Zur Hauptnavigation springen Zum Hauptinhalt springen

Pressemitteilung

ÖDP-Volksbegehren „Macht auf Zeit“ startet in Bamberg

Erstunterzeichner wollen die Amtszeit des Ministerpräsidenten auf zehn Jahre begrenzen

Aufnahme der Erstunterzeichner

Erstunterzeichner des Volksbegehrens im ÖDP-Kreisverband Bamberg (von links nach rechts): Thomas Görlich (Kreisvorsitzender, Mitglied des Gemeinderats Bischberg), Marianne Friedrich (Orts-verband Bischberg), Ferdinand Bergrab (stellvertretender Kreisvorsitzender), Lucas Büchner (Mitglied des Stadtrats Bamberg), Tobias Sieling (Kreisrat)

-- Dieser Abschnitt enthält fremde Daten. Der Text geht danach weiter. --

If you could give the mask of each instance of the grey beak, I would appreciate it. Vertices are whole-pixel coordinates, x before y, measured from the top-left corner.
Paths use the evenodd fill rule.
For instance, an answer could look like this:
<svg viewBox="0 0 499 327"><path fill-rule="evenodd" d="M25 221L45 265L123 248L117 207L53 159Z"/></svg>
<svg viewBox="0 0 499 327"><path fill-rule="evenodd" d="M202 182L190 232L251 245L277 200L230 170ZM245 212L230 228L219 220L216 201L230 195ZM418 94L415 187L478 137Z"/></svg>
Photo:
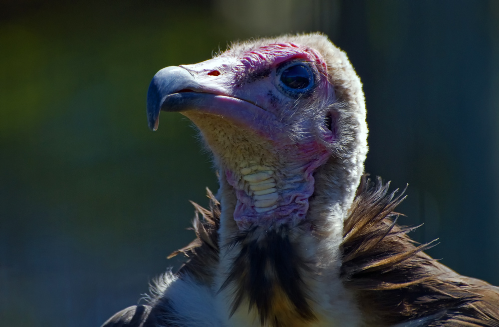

Auch in Stadt und Landkreis Bamberg läuft die Unterschriftensammlung für das neue ÖDP-Volksbegehren „Macht auf Zeit“. Die örtlichen Erstunterzeichner unterstützen die Initiative, die Amtszeit des Ministerpräsidenten auf zehn Jahre zu begrenzen. In der kommenden Zeit kann man an zwei Terminen am Infostand der ÖDP in der Bamberger Fußgängerzone für das Volksbegehren unterschreiben: Am Samstag, den 22.08., an der Kettenbrücke und am Samstag, den 29.08., am Grünen Markt (Gabelmannbrunnen). Jeweils von 10:00 Uhr bis 13:00 Uhr. Bei der Landesgeschäftsstelle der ÖDP kann unter 0851/2009-1960 die Liste auch telefonisch kostenlos angefordert werden.
Bis September sollen 25.000 Antragunterschriften gesammelt werden. Ist diese erste Hürde übersprungen, folgt die 14-tägige Eintragungszeit in den Rathäusern. Ist das Volksbegehren erfolgreich, haben die Wählerinnen und Wähler das letzte Wort bei einem Volksentscheid.
Der stellvertretende ÖDP-Kreisvorsitzende Ferdinand Bergrab koordiniert die Initiative. Er will die Wahlberechtigten davon überzeugen, dass eine Amtszeitbegrenzung wie in den USA auch bei uns von Vorteil wäre. „Zu groß ist die Versuchung, sich nach langer Amtszeit selbstdarstellerisch in Szene zu setzen. Das wird der Würde des Amtes nicht immer gerecht“, meint der ÖDP-Politiker.
Die Bamberger ÖDP betont jedoch, „dass das Volksbegehren, keine Anti-CSU-Initiative“ sei. „Wir sehen vielmehr grundsätzliche Argumente, die dafürsprechen und vermuten, dass diese auch von vielen CSU-Mitgliedern geteilt werden. Gerne kommen wir darüber parteiübergreifend ins Gespräch“, so Bergrab.
Im Frühjahr 2018 kam derselbe Vorschlag sogar von der Staatsregierung selbst, fand jedoch nicht die notwendige Zweidrittelmehrheit im Landtag. „Demokratie ist Herrschaft auf Zeit. Dieses grundlegende Prinzip soll nunmehr für das Amt des Ministerpräsidenten besondere verfassungsrechtliche Geltung erhalten“, erklärte damals der Bayerische Innenminister Joachim Herrmann. 
„Wir meinen, diese gute Idee hat eine zweite Chance verdient. Deshalb versuchen wir es nun mit den Instrumenten der direkten Demokratie, denn der derzeitige Amtsinhaber liefert schon besonders viele Anlässe, die eine Amtszeitbegrenzung gut begründen können“, erklärt der Bischberger Gemeinderat Thomas Görlich.
Als Beispiel nennt Kreisrat Tobias Sieling „Söders Aussage kurz vor der Kommunalwahl, dass Orte, die Bürgermeisterkandidaten anderer Parteien wählen, damit rechnen müssten, bei Zuschüssen weniger bedacht zu werden als mit CSU-Oberhaupt. Das hört sich schon sehr nach Ungarn vor dem Regierungswechsel an“, findet Sieling: „Wir glauben, dass diese Aussage auch von den CSU-Mitgliedern als völlig abwegig abgelehnt wird.“
Bei den Infoständen informieren die Verantwortlichen der Bamberger ÖDP, „welcher Verfassungsartikel ergänzt werden soll, um Selbstdarstellung an der Spitze des Staates einzudämmen, die Würde des Amtes zu wahren, die parlamentarische Kontrolle zu stärken und den Freistaat Bayern mit frischem Wind politisch voranzubringen.“ Ist die ÖDP-Initiative erfolgreich, hätte dies „personelle Auswirkungen“ auf die Regierungsbildung nach der Landtagswahl 2028.